I say thank you to the NHS, for all everyone is doing. I may make it out the other side of this pandemic; but I may not. One thing I can say, however, is that the NHS kept me alive against the odds for years. It gave me the ability to live a amazing life and to achieve great things and make a difference in the would.
My life matters now, and it matters after this. I’ve created a legacy to be proud of.
One of my favourite quotes is
“We all die. The goal is not to live forever. It’s to create something that will.”
Please, please, please, if you read this blog, create an advance care plan.
Create an advance decision for what treatment you would or would not want.
Appoint a Lasting Power of Attorney, especially for Health and Welfare but if possible for finances too.

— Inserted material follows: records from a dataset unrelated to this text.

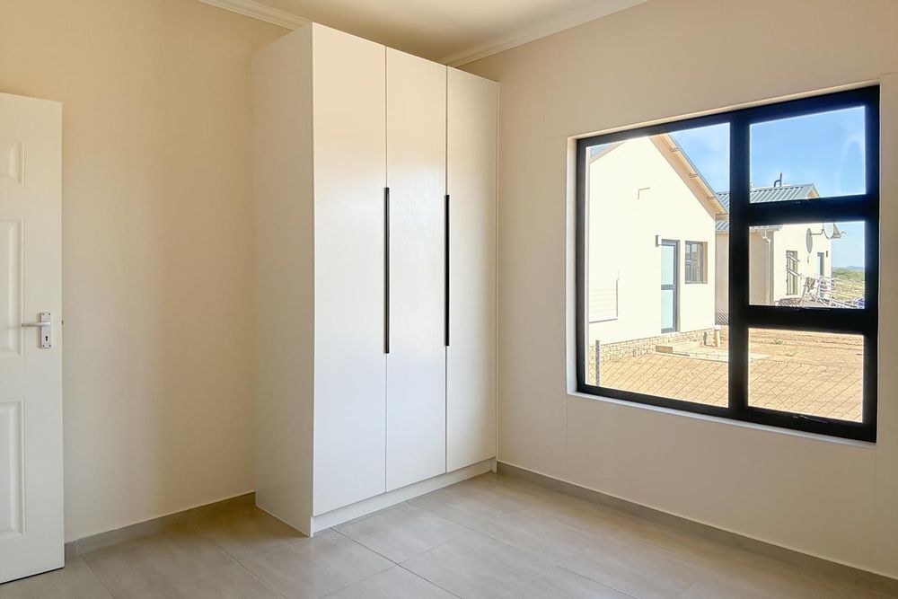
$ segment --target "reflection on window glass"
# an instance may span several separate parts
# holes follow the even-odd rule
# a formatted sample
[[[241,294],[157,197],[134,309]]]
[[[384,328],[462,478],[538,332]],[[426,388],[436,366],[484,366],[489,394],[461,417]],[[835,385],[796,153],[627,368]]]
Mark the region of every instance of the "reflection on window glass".
[[[755,305],[863,308],[864,224],[793,223],[749,233],[749,300]]]
[[[862,335],[749,329],[748,404],[860,422]]]
[[[585,152],[586,383],[726,406],[729,126]]]
[[[750,139],[753,202],[867,189],[863,107],[756,123]]]

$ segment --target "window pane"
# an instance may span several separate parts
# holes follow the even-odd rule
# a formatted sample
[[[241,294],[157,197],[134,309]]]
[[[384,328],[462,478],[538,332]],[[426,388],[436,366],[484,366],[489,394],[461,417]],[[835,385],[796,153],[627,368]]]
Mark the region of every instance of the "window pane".
[[[751,126],[753,202],[864,193],[864,108]]]
[[[750,301],[755,305],[863,308],[864,223],[752,227]]]
[[[586,383],[726,405],[729,126],[585,151]]]
[[[860,422],[861,335],[749,329],[748,404]]]

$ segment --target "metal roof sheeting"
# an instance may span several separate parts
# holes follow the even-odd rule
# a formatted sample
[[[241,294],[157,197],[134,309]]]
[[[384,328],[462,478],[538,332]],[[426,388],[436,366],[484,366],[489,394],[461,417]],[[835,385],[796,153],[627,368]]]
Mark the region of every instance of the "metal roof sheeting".
[[[729,191],[718,193],[718,200],[724,207],[726,214],[729,215]],[[814,183],[802,183],[801,185],[778,185],[777,187],[756,187],[752,189],[749,201],[753,204],[762,204],[764,202],[786,202],[790,199],[808,199],[816,197],[816,189]],[[779,230],[779,226],[753,226],[752,230]],[[717,233],[729,233],[729,216],[726,219],[718,219],[714,224],[714,230]]]

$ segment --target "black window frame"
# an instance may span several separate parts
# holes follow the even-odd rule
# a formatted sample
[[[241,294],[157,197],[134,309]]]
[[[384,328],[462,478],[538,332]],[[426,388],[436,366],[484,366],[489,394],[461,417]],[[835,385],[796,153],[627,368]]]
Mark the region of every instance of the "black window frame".
[[[841,109],[865,109],[865,180],[862,194],[770,203],[750,202],[753,124]],[[576,163],[576,304],[577,391],[677,410],[715,416],[791,430],[875,443],[878,394],[879,326],[879,85],[813,95],[750,108],[674,120],[647,127],[582,137],[577,140]],[[586,383],[585,346],[585,176],[587,148],[634,137],[672,133],[685,128],[729,125],[729,378],[726,406],[674,400]],[[801,308],[754,305],[749,300],[750,227],[808,222],[862,221],[865,224],[864,307]],[[861,422],[784,412],[753,407],[748,402],[749,329],[780,329],[830,333],[853,333],[864,338],[863,407]]]
[[[699,247],[698,260],[690,260],[689,257],[689,246],[697,245]],[[705,269],[705,262],[707,260],[708,254],[708,242],[691,242],[685,241],[682,242],[682,267],[683,267],[683,283],[686,285],[701,285],[708,283],[708,271]],[[695,262],[698,261],[698,264]],[[691,270],[696,270],[699,273],[699,277],[692,279],[690,278]]]

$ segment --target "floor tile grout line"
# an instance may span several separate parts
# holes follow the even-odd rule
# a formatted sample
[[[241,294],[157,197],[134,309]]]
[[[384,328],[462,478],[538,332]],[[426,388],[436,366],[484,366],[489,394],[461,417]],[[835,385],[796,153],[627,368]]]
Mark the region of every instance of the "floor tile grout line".
[[[267,583],[267,582],[265,582],[264,580],[262,580],[262,579],[261,579],[261,577],[259,577],[259,575],[257,575],[257,574],[256,574],[255,572],[253,572],[252,570],[251,570],[251,569],[250,569],[249,568],[247,568],[247,567],[246,567],[246,566],[244,566],[243,564],[240,563],[239,561],[237,562],[237,565],[238,565],[238,566],[240,566],[240,567],[241,567],[242,568],[243,568],[243,571],[245,571],[245,572],[249,573],[249,575],[250,575],[251,577],[252,577],[253,578],[255,578],[255,579],[256,579],[256,580],[258,580],[259,582],[262,583],[262,585],[263,585],[263,586],[265,586],[266,588],[269,588],[269,589],[271,589],[271,591],[272,591],[273,593],[275,593],[276,595],[279,595],[280,596],[284,597],[284,599],[287,599],[287,597],[286,597],[286,595],[284,595],[283,593],[281,593],[280,591],[278,591],[278,590],[277,590],[277,588],[275,588],[274,586],[271,586],[271,585],[269,585],[269,583]]]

Create an advance statement, recording your preferences and important information about you, what matters to you, what you like and dislike, and so on.
Have the conversation with your family, please, but make sure ALL of you do the above. Next of kin cannot legally make decisions. Only an LPA can. If your next of kin disagreed with doctors, the doctors decision would be followed unless documented evidence and the appointing of a Power of Attorney and/or the person had an Advance Decision staring their wishes. Take matters into your own hands to ensure YOUR wishes are followed. Now is the best time. Don’t leave it until it’s too late.